Quantifying Correlation

In a recent work, I used the Pearson linear correlation coefficient, \rho, to describe the linear correlation between the radial velocity (RV) measurements and the S-values. I also made a chunk of code, named pearsonBootstrapPvalue.py, that calculates the p-value through a bootstrap Monte Carlo analysis.

These two pieces of code came in handy again for some recent work measuring the H-alpha spectral line for activity analysis, and checking for correlation with the RV measurements.

For the H-alpha analysis I was doing today, I wrote a few more lines to add the Pearson linear correlation coefficient and its associated p-value to an optional plot output.

Pearson Rho Distribution from Bootstrap Monte Carlo Permutations

The figure above is the output from pearsonBootstrapPvalue.py. The blue bins show the distribution of bootstrapped p-values, the red lines show the calculated p-value of the unscrambled RV-Halpha data, and highlighted in salmon are the scrambled bootstrap permutations that are more extreme, i.e. show a more significant correlation or anti-correlation, than the unscrambled data set.
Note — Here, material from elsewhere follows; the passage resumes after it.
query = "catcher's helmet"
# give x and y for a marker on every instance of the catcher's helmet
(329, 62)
Since a significant fraction of the scrambled permutations are more extreme than the unscrambled data set, there is no significant linear correlation in this data set.

If you’re interested in stellar activity, I should note that H-alpha equivalent widths in this data set were based on a 5 angstrom wide integration centered on the line center, and the line center was determined by fitting a parabola to the H-alpha line core. I attempted to fit H-alpha using many methods, and fitting the 5 A wide line resulted in one of the least significant correlations.